Policiales

Activista sufre violento atentado e intento de incendio en su vivienda

Matías Pereira denunció que una mujer, identificada como Jennifer González, la misma que amenazó con clavar jeringas infectadas en la marcha de la Generación Z, ingresó a su domicilio en San Antonio con un bidón de combustible. El hecho, que dejó daños materiales y heridos.

| Por David Martinez
Además de intentar quemar la casa, la mujer destruyó un vehículo.

La madrugada de este lunes se transformó en una pesadilla para la familia de Matías Pereira, un conocido activista de la organización “Bacheando Paraguay”. Pereira describió con crudeza cómo la violencia escaló de amenazas digitales a un intento de homicidio directo cuando, cerca de las 03:00, una mujer identificada como Jennifer González irrumpió en su propiedad con un bidón de nafta, decidida a incendiar la vivienda con todos sus ocupantes adentro.

Una emboscada planificada y el uso del fuego

La secuencia del ataque revela una premeditación escalofriante, ya que González no actuó por impulso, sino que ejecutó una amenaza que ya había enviado previamente por redes sociales. Pereira explicó que la mujer ingresó saltando la muralla de un vecino para evitar los sensores de seguridad del frente, lo que demuestra un estudio previo del terreno. Una vez en el garage, la agresora comenzó a verter nafta súper sobre el automóvil de la familia y los accesos a la casa.

"Ella llegó a encender el fósforo. Si mi papá no salía con el extintor en ese segundo exacto, el vehículo y la entrada hubieran explotado por la volatilidad del combustible“, precisó el activista, subrayando que la tragedia se evitó por una cuestión de segundos.

Sin embargo, el asedio no terminó con el intento de incendio fallido.
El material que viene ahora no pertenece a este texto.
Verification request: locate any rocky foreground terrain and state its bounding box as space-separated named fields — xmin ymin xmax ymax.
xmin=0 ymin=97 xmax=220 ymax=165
Al verse sorprendida por la familia, González trepó al tejado de la vivienda y comenzó una lluvia de proyectiles improvisados.

La mujer arrancó sistemáticamente las tejas de la estructura para lanzarlas contra Matías y su padre, provocando heridas sangrientas en ambos. El vehículo, que ya estaba empapado en combustible, terminó con los cristales destrozados y abolladuras profundas debido al impacto de los materiales de construcción arrojados desde la altura. Pereira describió este momento como el más crítico de la madrugada, pues debieron contener a una persona fuera de sí mientras esperaban la llegada de la Policía Nacional.

El trasfondo de una obsesión y la negligencia fiscal

En cuanto al origen de este ensañamiento, el activista fue enfático al señalar que no existe ningún vínculo real con la agresora, a quien define como una paciente psiquiátrica víctima del sistema de salud. La obsesión de González nació tras una denuncia de abuso que ella realizó contra un tercero, amigo de Pereira.

A partir de ese evento, la mujer comenzó a sostener la teoría irracional de que Matías se “teletransportó” a una comisaría para robarle su teléfono celular.

"Es una completa desconocida para mí; nunca compartimos ni hablamos, pero se tomó conmigo de una forma asesina. Dice que tengo apoyo policial y que tengo armas, cuando en realidad solo uso una pistola de aire comprimido para asustar y contener estas situaciones“, aclaró el joven.

Finalmente, la denuncia de Pereira apunta directamente a la inacción del Ministerio Público. A pesar de haber radicado seis denuncias en las últimas tres semanas por amenazas de muerte e intentos de agresión, la fiscalía inicialmente no tomó medidas preventivas. El joven calificó el hecho como un “intento de homicidio” y expresó su frustración ante la falta de respuestas judiciales efectivas.

"Si yo me quedaba dormido, hoy mi familia estaría muerta. La nafta ya estaba regada por todo el techo y el garage. No es una simple molestia, es un intento de asesinato que la justicia ignoró hasta que se materializó“, concluyó Pereira, quien ahora teme por la integridad de su entorno ante la posible liberación de la atacante.